Missing from this discussion right now is the option of putting your editable requirements in requirements.in with all the others.

Disadvantages:

  • The absolute path will end up in requirements.txt if using e.g. -e . (#204) [Fixed by unmerged #1329]
    • You can use -e file:. or -e file:.#egg=pip-tools, and the path will stay relative through compilation, but this is not a reliable standard (pypa/packaging#120)
  • You must compile from the same directory as the in-file (not usually a problem) [Fixed by unmerged #1329]
  • The relpath is relative to the in-file, not the out-file (not usually a problem) [Fixed by unmerged #1329]
  • Technically it will get removed and reinstalled on each sync, but that should be near-instant since it's mostly linking around (right?)
  • In the big picture, "editable"/-e package installation is not yet well defined for the new pyproject.toml era, AFAIK. For example, flit projects don't support -e installation. When it's the project you're working on, you can use flit install -s, but I don't know about installing dependencies this way in a pip-tools friendly way.

See my last comment from #204 for a more thorough summary of the relpath problems and links to relevant issues further upstream.


All that said, for now, it will probably "just work" if you put your editable reqs in the in-file, with a form like

-e file:RELATIVEPATH#egg=PACKAGENAME

or just

-e file:RELATIVEPATH

AndydeCleyre avatar Feb 22 '21 17:02 AndydeCleyre

@AndydeCleyre I thought I had tried that, but I was doing -e ., not -e file:.. That makes all the difference! Thanks!

tomasaschan avatar Feb 22 '21 17:02 tomasaschan

@tomasaschan If I can get #1329 merged in, the -e . syntax should work as well.

@tuukkamustonen Do you think putting your editable requirements in your in-file adequately serves your purpose?

AndydeCleyre avatar Mar 17 '21 19:03 AndydeCleyre

@AndydeCleyre I have yet to try it, but if it works I think it's a feasible workaround.

I mean, better would be to allow ignoring certain packages as suggested, because people's workflows differ. Someone might not want to initialize all sub-projects always, and avoiding that would require splitting editable packages to several different files. Or maybe people don't use pip install -e . but python setup.py develop (if that's still supported) or some other way.

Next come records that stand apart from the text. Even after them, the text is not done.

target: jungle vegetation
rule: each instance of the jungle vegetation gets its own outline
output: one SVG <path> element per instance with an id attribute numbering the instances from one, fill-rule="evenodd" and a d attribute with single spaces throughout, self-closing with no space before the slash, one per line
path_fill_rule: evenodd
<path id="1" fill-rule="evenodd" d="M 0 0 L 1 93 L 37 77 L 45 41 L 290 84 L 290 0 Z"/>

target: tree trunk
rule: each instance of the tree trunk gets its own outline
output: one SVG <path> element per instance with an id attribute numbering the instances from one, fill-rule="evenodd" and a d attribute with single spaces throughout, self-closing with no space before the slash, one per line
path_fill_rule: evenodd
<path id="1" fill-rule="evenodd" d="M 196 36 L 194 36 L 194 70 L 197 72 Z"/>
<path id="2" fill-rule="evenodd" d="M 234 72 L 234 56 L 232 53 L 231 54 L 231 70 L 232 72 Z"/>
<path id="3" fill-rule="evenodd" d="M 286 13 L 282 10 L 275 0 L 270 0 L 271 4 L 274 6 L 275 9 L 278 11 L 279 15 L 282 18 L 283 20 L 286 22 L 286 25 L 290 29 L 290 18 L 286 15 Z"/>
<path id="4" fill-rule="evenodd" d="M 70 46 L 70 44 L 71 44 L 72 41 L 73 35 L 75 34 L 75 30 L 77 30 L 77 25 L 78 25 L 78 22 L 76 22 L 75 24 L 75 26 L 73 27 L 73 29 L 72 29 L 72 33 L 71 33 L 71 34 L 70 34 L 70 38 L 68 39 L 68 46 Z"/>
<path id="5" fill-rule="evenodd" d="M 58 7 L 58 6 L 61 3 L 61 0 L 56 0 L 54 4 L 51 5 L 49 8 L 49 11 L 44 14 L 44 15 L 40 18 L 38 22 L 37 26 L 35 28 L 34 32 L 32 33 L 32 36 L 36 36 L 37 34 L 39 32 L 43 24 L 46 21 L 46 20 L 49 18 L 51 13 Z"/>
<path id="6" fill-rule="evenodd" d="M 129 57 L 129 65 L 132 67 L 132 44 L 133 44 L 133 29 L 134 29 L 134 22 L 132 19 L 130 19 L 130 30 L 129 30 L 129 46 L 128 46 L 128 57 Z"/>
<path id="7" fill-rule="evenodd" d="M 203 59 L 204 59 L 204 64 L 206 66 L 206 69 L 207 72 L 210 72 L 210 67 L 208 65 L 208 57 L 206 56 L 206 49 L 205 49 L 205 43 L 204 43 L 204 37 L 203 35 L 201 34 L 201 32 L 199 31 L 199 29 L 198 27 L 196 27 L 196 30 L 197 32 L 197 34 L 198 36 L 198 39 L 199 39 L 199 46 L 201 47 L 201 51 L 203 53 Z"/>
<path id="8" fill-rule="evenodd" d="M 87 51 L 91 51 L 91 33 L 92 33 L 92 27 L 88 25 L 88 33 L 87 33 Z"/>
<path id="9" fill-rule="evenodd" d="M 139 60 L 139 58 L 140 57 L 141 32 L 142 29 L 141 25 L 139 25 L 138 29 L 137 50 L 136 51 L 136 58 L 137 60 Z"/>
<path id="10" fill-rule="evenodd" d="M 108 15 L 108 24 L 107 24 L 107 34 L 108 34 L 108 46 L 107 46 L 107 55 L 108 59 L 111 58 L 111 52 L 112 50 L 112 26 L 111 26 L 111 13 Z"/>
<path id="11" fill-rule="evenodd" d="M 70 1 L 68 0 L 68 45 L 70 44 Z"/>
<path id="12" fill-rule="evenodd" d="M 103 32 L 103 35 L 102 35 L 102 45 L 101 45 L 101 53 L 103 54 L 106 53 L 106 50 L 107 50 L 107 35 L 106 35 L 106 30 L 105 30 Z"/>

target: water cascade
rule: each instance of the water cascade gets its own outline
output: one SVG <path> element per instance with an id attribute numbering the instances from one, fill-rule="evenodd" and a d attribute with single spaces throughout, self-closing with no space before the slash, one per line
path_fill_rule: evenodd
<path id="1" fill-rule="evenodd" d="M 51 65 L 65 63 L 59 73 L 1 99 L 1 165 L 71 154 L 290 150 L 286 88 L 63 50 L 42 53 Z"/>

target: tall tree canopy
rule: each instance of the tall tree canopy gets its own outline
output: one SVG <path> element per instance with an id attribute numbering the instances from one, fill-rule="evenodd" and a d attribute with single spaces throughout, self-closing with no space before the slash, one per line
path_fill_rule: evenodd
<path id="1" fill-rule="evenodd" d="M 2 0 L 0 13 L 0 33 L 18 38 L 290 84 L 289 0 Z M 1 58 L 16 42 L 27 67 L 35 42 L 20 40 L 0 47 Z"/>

But yes indeed, your proposal (-e file:...) looks viable 👍🏻.

tuukkamustonen avatar Mar 22 '21 06:03 tuukkamustonen

Oops, accidentally clicked the wrong button.

Was about to comment that I finally tried -e file: and indeed it works nicely.

However, like already mentioned there are few drawback in packages getting uninstalled/re-installed with pip-sync. Something else is that pip-sync now always does that, even if I want to manage my editable packages via other tooling/commands. pip-sync --ignore-editable would nicely tackle that.

tuukkamustonen avatar May 11 '21 07:05 tuukkamustonen

I'll be more keen on --ignore-editable or similar if/when upstream standardizes what it is to be "editable."

Meanwhile, let's iron out the essentials.

  • Does anyone here want to be able to ignore some editable packages and not others, in the same project?
  • Does anyone here want to ignore non-editable packages?

Another workaround, kind of a "hook":

psync () {  # [<pip-sync-arg>...]
  pip-sync $@
  if [[ -r post_pip_sync.sh ]]; then
    ./post_pip_sync.sh
  fi
}

And you put your custom commands for installing editables and whatever in that script.

AndydeCleyre avatar May 13 '21 16:05 AndydeCleyre

I would prefer pip-sync to ignore editable installs by default and offers a --include-editable rather than a --ignore-editable flag.

This way, if I add -e file:. to requirements.in, I would use the --include-editable flag only once when I set up my environment, but afterwards I can use pip-sync normally without having to add --ignore-editable each time.

Alternatively, I would also be fine if there is no extra flag and pip-sync ignores editable installs. I don't mind typing pip install -e . once to set up the environment.

BTW, does PEP660 help with this? The aforementioned flit supports it as well.